27 | Blast

935 91 17
                                    

Galuh berlari melintasi lorong kampus. Saat itu tahun-tahun dimana ia masih kuliah. Sibuk dengan tugas-tugas, sibuk melakukan penelitian, belajar dan menyusun impiannya satu demi satu. Dia masih berkomunikasi dengan Windi dan teman-teman yang lainnya. Group chat mereka sangat ramai kalau semua orang ngumpul. Di kampus ini tak ada yang lebih menyenangkan bagi dirinya selain ikut perkuliahan dosen idolanya Profesor Garry. Galuh bahkan bercita-cita untuk bisa bekerja di LIPI atau di LAPAN.

Dia bukan mahasiswa peserta perkuliahan, tetapi penjelasan sang profesor idolanya saat itu sangatlah penting bagi thesis yang sekarang ini dia kerjakan. Dia sedang menyusun teori tentang Geo Resonansi. Selama ini teorinya didukung oleh sang profesor, bahwa setiap benda di bumi ini bisa berkomunikasi satu sama lain dengan cara yang berbeda. Tanaman, pasir, bebatuan, awan, semuanya bisa diajak berkomunikasi asalkan dengan cara yang tepat. Geo Resonansi menyimpulkan teori kalau bumi bisa berkomunikasi dengan manusia. Sebenarnya alasan utamanya Galuh mendapatkan ide thesis ini adalah karena Johan, Sang Geostreamer. Dia berpikir keras bagaimana caranya bumi bisa berkomunikasi dengan manusia? Hingga akhirnya ia mencoba mempelajarinya secara ilmiah, melakukan banyak riset, melahap berpuluh-puluh buku, bahkan sampai berdiskusi ke beberapa pakar tentang resonansi.

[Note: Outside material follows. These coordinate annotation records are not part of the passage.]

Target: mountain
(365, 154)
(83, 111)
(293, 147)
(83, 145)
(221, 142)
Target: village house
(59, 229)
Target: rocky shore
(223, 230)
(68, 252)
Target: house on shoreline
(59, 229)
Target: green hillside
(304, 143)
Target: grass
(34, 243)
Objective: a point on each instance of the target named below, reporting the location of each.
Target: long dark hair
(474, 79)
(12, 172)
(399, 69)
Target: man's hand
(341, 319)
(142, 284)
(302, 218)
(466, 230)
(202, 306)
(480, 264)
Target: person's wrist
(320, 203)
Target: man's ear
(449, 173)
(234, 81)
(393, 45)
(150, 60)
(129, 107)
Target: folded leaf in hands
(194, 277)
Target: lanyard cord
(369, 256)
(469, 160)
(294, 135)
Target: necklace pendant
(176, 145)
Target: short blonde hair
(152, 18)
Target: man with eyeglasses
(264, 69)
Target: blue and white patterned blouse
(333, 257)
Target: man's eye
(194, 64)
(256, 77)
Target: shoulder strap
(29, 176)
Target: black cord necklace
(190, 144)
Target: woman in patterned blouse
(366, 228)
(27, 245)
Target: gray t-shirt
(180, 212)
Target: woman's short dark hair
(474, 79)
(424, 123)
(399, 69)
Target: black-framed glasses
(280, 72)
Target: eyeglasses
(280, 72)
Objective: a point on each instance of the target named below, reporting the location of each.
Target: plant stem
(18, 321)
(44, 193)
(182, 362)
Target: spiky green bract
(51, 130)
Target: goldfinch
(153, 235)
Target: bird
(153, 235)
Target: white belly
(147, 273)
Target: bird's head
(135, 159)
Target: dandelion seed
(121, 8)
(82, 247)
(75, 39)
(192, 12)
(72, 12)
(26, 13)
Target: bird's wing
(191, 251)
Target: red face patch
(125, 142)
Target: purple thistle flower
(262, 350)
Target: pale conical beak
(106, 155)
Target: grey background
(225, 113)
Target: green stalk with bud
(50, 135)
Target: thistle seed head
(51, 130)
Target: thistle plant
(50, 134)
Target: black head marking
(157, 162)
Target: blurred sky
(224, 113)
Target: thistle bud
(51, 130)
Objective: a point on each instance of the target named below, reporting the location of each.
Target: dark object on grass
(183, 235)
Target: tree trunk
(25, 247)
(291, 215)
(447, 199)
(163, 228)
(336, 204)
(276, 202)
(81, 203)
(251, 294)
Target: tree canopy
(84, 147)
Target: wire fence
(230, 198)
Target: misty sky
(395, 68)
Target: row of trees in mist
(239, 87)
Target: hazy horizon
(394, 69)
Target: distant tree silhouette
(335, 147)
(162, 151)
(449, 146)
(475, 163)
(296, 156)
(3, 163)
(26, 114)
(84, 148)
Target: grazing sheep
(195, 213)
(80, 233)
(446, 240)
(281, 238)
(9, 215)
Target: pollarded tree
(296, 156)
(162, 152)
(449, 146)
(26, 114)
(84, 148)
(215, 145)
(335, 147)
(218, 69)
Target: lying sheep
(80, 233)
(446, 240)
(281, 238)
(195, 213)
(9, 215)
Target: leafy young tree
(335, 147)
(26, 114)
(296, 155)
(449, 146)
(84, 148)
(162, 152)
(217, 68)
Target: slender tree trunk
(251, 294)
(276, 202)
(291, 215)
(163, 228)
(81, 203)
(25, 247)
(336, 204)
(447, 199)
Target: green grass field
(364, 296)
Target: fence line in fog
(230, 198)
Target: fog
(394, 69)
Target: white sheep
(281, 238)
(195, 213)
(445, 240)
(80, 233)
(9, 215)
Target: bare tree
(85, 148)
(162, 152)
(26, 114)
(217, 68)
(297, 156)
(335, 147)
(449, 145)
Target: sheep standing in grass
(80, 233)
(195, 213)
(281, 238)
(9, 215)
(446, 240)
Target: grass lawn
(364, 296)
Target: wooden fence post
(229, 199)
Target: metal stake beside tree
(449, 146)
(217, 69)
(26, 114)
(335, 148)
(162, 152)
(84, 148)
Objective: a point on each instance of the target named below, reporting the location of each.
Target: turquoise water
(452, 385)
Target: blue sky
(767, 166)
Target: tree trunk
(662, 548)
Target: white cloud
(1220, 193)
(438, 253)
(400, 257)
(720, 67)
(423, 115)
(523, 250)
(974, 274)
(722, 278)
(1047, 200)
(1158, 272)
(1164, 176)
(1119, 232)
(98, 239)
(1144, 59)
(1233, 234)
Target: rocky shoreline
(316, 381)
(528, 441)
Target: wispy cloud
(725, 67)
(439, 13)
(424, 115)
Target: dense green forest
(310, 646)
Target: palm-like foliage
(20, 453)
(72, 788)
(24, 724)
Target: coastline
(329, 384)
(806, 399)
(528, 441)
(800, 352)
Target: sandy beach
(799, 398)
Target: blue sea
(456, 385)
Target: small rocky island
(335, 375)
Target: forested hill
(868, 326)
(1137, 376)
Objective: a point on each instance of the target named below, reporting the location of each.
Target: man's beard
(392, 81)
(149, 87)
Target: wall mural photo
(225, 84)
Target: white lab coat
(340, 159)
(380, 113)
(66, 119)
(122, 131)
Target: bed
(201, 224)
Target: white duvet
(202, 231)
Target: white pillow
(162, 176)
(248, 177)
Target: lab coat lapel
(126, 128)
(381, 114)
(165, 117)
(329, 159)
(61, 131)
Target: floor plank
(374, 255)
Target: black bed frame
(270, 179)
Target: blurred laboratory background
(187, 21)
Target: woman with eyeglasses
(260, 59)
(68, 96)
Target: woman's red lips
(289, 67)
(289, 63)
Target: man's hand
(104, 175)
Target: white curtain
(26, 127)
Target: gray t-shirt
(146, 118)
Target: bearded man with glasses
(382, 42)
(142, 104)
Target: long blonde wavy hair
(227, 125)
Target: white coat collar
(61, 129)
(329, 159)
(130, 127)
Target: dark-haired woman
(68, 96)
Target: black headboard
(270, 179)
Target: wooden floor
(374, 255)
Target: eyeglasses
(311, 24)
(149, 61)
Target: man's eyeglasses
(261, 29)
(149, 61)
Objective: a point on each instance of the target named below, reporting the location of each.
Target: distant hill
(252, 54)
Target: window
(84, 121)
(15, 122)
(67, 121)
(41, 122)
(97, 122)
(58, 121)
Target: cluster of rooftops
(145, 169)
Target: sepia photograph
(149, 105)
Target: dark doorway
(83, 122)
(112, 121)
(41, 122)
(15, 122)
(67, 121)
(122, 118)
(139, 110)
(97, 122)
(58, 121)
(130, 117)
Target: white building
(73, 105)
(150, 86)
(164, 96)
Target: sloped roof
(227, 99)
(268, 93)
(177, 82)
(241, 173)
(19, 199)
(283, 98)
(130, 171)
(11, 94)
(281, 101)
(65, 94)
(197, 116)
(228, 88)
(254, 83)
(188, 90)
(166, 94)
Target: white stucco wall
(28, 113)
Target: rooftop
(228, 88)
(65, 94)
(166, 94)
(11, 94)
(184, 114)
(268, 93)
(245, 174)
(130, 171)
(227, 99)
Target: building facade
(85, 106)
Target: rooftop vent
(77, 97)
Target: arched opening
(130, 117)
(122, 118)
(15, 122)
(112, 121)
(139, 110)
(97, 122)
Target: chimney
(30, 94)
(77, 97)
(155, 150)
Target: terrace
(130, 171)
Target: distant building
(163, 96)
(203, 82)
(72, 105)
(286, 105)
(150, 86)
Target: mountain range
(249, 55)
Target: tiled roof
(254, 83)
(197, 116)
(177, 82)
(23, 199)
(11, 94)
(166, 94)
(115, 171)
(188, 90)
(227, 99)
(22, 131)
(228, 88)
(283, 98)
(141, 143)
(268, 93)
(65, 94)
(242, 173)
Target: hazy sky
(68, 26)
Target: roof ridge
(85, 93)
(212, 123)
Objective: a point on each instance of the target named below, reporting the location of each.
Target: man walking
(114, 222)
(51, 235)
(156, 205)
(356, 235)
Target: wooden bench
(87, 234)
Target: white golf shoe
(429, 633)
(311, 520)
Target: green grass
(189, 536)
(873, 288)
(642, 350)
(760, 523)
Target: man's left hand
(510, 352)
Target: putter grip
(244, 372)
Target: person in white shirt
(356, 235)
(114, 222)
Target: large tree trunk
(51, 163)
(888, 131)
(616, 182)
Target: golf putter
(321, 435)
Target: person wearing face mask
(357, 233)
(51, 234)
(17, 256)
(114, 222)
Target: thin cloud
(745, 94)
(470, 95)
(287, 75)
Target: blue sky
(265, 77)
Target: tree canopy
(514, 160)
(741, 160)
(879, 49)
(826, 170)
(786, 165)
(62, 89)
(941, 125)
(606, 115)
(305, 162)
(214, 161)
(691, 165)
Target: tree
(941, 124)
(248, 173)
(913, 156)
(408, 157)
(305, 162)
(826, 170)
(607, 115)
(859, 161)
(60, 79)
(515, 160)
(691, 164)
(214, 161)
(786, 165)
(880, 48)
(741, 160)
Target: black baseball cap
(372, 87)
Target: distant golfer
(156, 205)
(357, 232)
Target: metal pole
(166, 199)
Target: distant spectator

Thesisnya dianggap aneh, nyeleneh, bahkan dianggap berkhayal. Bagi kebanyakan orang manusia berbicara dengan planet adalah mustahil. Ya, semua orang juga tahu itu. Tetapi Galuh yang sudah berkenalan dengan Johan, tentu saja percaya. Dan untunglah dosen pembimbingnya kali ini juga percaya kepadanya, maka dari itulah teori yang dia kemukakan sejak dia duduk di bangku sarjana itu ingin ia buktikan. Usahanya tidak sia-sia, untuk beberapa tahun ke depan Galuh akan jadi ilmuwan terkenal. Banyak para ilmuwan mengambil pendapatnya, tetapi sekarang Galuh masih belum mencapai ke tahap tersebut.

Dia masih seperti gadis culun berkacamata dengan tingkah polah ceroboh mengikuti perkuliahan. Dia duduk di bangku agak belakang, menghindari tatapan mata dari rekan-rekan mahasiswa yang tidak mengenalnya. Dia suka mengikuti perkuliahan Profesor Garry, terlebih profesor itu satu-satunya yang tidak mencemooh teorinya.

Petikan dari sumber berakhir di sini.